# TensorRec recommender system:
## The input data that it uses: user features, item features, and interactions.


### Raw ratings load :Each row represents a single rating: one user and one item. We’ll be using these ratings(frequency) as our interactions between the user and the product.

In [None]:
1

In [None]:
import csv
# Open and read in the ratings file
print('Loading ratings')
with open('transaccional_sample.csv', 'r') as ratings_file:
    ratings_file_reader = csv.reader(ratings_file)
    raw_ratings = list(ratings_file_reader)
    raw_ratings_header = raw_ratings.pop(0)

len(raw_ratings)

In [None]:
import collections
# Iterate through the input to map Item and User IDs to new internal IDs
# The new internal IDs will be created by the defaultdict on insertion
idcte_to_internal_user_ids = collections.defaultdict(lambda: len(idcte_to_internal_user_ids))
idfam1_to_internal_item_ids = collections.defaultdict(lambda: len(idfam1_to_internal_item_ids))
for row in raw_ratings:
    row[0] = idcte_to_internal_user_ids[int(row[0])]
    row[1] = idfam1_to_internal_item_ids[int(row[1])]
    row[2] = float(row[2])
n_users = len(idcte_to_internal_user_ids)
n_items = len(idfam1_to_internal_item_ids)
print(len(idcte_to_internal_user_ids.keys()))
print(n_users)
print(n_items)

In [None]:
idfam1_to_internal_item_ids
idcte_to_internal_user_ids

In [None]:
from collections import defaultdict
import csv
import numpy 
import random
from scipy import sparse
from sklearn.preprocessing import MultiLabelBinarizer

In [None]:
# Shuffle the ratings and split them in to train/test sets 80%/20%
random.shuffle(raw_ratings)  # Shuffles the list in-place
cutoff = int(.8 * len(raw_ratings))
train_ratings = raw_ratings[:cutoff]
test_ratings = raw_ratings[cutoff:]


### Next, we reorganize these ratings in to a Scipy sparse matrix. In this matrix, every row represents a user and every column is an item. The [i, j]th value in this matrix is User i’s interaction with Item j.

In [None]:

# This method converts a list of (user, item, rating) to a sparse matrix
def interactions_list_to_sparse_matrix(interactions):
    users_column, items_column, ratings_column = zip(*interactions)
    return sparse.coo_matrix((ratings_column, (users_column, items_column)),
                             shape=(n_users, n_items))


# Create sparse matrices of interaction data
sparse_train_ratings = interactions_list_to_sparse_matrix(raw_ratings) # creo que aqui ponen toda la data para no perder el encoding
sparse_test_ratings = interactions_list_to_sparse_matrix(test_ratings)



In [None]:
sparse_train_ratings

In [None]:
#!pip uninstall tensorflow -y
#!pip install tensorflow==1.13.1

In [None]:
import tensorflow as tf
print(tf.__version__)

In [None]:
#!pip install tensorrec --ignore-installed

In [None]:
import tensorrec

### TensorRec will perform matrix factorization by default if it is given only identity matrices as user/item features.
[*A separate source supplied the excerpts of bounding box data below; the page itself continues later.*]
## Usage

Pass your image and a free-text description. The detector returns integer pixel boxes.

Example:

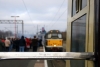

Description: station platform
[33,47,45,67]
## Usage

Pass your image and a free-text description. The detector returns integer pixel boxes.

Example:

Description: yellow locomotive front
[45,30,63,51]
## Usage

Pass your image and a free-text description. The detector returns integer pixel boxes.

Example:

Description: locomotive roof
[48,30,60,33]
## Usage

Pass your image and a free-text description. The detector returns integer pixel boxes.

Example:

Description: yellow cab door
[66,0,94,67]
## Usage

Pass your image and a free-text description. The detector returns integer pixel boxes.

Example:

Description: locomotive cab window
[58,34,62,38]
[48,34,51,38]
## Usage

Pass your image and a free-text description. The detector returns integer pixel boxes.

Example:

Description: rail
[0,52,94,60]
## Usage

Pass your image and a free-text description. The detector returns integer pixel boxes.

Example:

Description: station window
[72,0,87,16]
[81,0,87,9]
[71,15,86,67]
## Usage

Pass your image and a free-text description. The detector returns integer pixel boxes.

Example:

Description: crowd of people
[0,36,42,52]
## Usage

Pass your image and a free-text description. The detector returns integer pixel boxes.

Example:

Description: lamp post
[11,16,19,38]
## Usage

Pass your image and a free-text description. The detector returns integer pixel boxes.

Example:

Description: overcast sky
[0,0,68,34]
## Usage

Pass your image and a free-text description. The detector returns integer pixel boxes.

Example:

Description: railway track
[47,60,66,67]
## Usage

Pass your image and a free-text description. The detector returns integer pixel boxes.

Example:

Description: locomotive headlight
[54,45,56,47]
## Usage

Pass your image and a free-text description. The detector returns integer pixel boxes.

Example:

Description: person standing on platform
[5,37,11,52]
[19,36,26,52]
[0,39,5,52]
[25,38,30,51]
[32,36,38,52]
[9,38,13,51]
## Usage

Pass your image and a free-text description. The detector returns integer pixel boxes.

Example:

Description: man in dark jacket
[0,39,5,52]
[19,36,26,52]
[32,36,38,51]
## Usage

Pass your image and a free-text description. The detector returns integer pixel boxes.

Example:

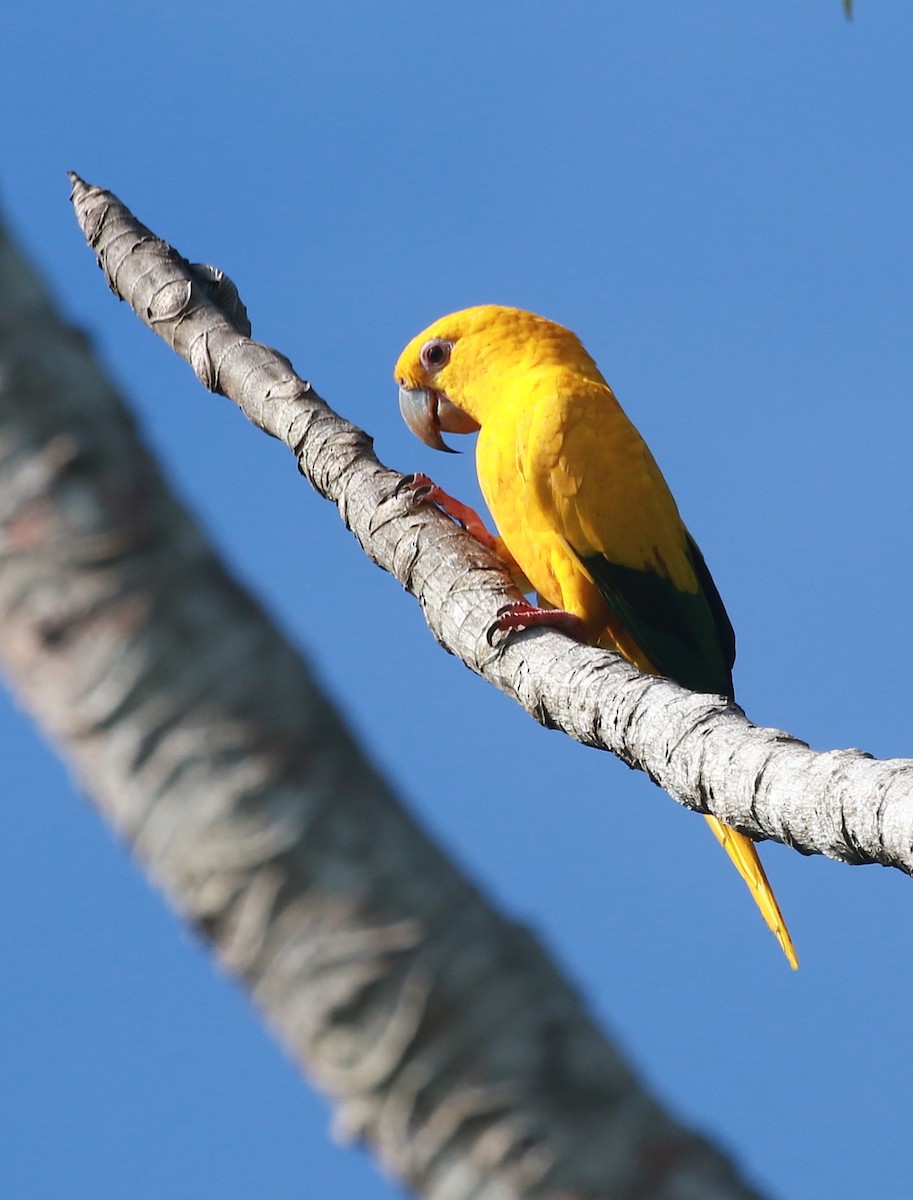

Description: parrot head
[394,305,595,454]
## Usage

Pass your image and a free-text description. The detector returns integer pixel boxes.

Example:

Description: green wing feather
[577,534,735,698]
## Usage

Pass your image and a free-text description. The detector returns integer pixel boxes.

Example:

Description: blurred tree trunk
[0,211,756,1200]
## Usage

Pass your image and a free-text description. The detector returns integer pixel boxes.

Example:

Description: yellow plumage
[395,305,798,967]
These identity matrices are often called “indicator features.”

In [None]:
# Construct indicator features for users and items
user_indicator_features = sparse.identity(n_users)
item_indicator_features = sparse.identity(n_items)

# Build a matrix factorization collaborative filter model
cf_model = tensorrec.TensorRec(n_components=5)

# Fit the collaborative filter model
print("Training collaborative filter")
cf_model.fit(interactions=sparse_train_ratings,
             user_features=user_indicator_features,
             item_features=item_indicator_features)

In [None]:
# Create sets of train/test interactions that are only frequency > 1 since these represent the products that have been purchased 
sparse_train_ratings_1plus = sparse_train_ratings.multiply(sparse_train_ratings >= 1)
sparse_test_ratings_1plus = sparse_test_ratings.multiply(sparse_test_ratings >= 1)


# This method consumes item ranks for each user and prints out recall@10 train/test metrics
def check_results(ranks):
    train_recall_at_10 = tensorrec.eval.recall_at_k(
        test_interactions=sparse_train_ratings_1plus,
        predicted_ranks=ranks,
        k=10
    ).mean()
    test_recall_at_10 = tensorrec.eval.recall_at_k(
        test_interactions=sparse_test_ratings_1plus,
        predicted_ranks=ranks,
        k=10
    ).mean()
    print("Recall at 10: Train: {:.4f} Test: {:.4f}".format(train_recall_at_10,
                                                            test_recall_at_10))


# Check the results of the MF CF model
print("Matrix factorization collaborative filter:")
predicted_ranks = cf_model.predict_rank(user_features=user_indicator_features,
                                        item_features=item_indicator_features)
check_results(predicted_ranks)

In [None]:
#NEXT PHASE: TO IMPROVE AND KEEP ADDING DIFFERENT DIMENSIONS TO THE CLASSIC COLLABORATIVE FILTERING MODEL AND SEE IF THERE ARE IMPROVEMENTS

### TensorRec will perform matrix factorization by default if it is given only identity matrices as user/item features. These identity matrices are often called “indicator features.”

In [None]:
#//STILL WORKING ON THIS
# Let's try a new loss function: WMRB 
#print("Training collaborative filter with WMRB loss")
#ranking_cf_model = tensorrec.TensorRec(n_components=5,
#                                       loss_graph=tensorrec.loss_graphs.WMRBLossGraph())
#ranking_cf_model.fit(interactions=sparse_train_ratings_1plus,
 #                    user_features=user_indicator_features,
  #                   item_features=item_indicator_features,
   #                  n_sampled_items=int(n_items *1))

# Check the results of the WMRB MF CF model
#print("WMRB matrix factorization collaborative filter:")
#predicted_ranks = ranking_cf_model.predict_rank(user_features=user_indicator_features,
 #                                               item_features=item_indicator_features)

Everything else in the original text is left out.